Mexico
A ghost town reached through a single mine tunnel, where Wixárika pilgrims walk the sacred desert beyond.
The road in is the first test. A single-lane tunnel bored through a mountain — 2.3 kilometres of darkness, one car's width, an oncoming set of headlights meaning one of you reverses — deposits you in a ghost town at 2,750 metres that silver built and silver abandoned.
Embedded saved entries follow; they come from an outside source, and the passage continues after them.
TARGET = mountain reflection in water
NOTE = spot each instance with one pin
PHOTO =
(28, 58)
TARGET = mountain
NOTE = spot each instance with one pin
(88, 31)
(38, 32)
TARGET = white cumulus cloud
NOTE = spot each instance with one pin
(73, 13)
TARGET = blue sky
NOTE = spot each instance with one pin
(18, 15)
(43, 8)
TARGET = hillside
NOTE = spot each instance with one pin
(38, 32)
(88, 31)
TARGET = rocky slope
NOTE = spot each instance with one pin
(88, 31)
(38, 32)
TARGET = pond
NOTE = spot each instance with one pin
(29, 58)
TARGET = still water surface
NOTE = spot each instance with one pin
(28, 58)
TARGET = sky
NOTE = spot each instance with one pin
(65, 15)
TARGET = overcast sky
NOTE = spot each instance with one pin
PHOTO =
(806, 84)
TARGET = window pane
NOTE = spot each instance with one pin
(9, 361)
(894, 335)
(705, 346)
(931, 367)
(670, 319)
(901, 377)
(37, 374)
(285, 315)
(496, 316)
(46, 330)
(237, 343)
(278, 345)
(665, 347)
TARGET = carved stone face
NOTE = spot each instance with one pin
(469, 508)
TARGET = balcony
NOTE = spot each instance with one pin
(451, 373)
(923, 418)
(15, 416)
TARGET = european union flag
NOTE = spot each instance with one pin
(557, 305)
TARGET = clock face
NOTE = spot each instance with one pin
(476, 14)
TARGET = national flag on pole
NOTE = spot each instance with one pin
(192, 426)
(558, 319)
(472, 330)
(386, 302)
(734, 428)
Real de Catorce was one of Mexico's wealthiest mining towns in the 18th century, with a population of 40,000, a bullring, and a mint. When the silver ran out, so did the people. The town now has fewer than 1,000 residents and the atmosphere of genuine abandonment — roofless buildings, cobblestoned streets returning to dust, and the Parroquia de la Purísima Concepción still drawing pilgrims to a supposedly miraculous image of Saint Francis of Assisi. Beyond the town, the Wirikuta desert stretches toward the horizon — the most sacred site for the Wixárika (Huichol) people, who make annual pilgrimages to collect peyote. Willy jeep tours cross the desert to former mining operations and viewpoints, but the real draw is the town's atmosphere: high-altitude light, absolute silence, and the strange energy of a place that refuses to fully die or fully live.
Solo
The tunnel entrance, the ghost-town silence, and the desert beyond — Real de Catorce is Mexico's most atmospheric solo destination for those who prefer emptiness to crowds.
Couple
Candlelit restaurants in stone buildings, the high-altitude stars, and the sense of being somewhere most travellers will never find — romance here is earned by the journey in.
Gorditas de horno — baked corn pockets stuffed with nopales and cheese — from the plaza vendors.
Mezcal and asado de boda — a chilli-rich pork wedding stew — in candlelit stone-walled restaurants.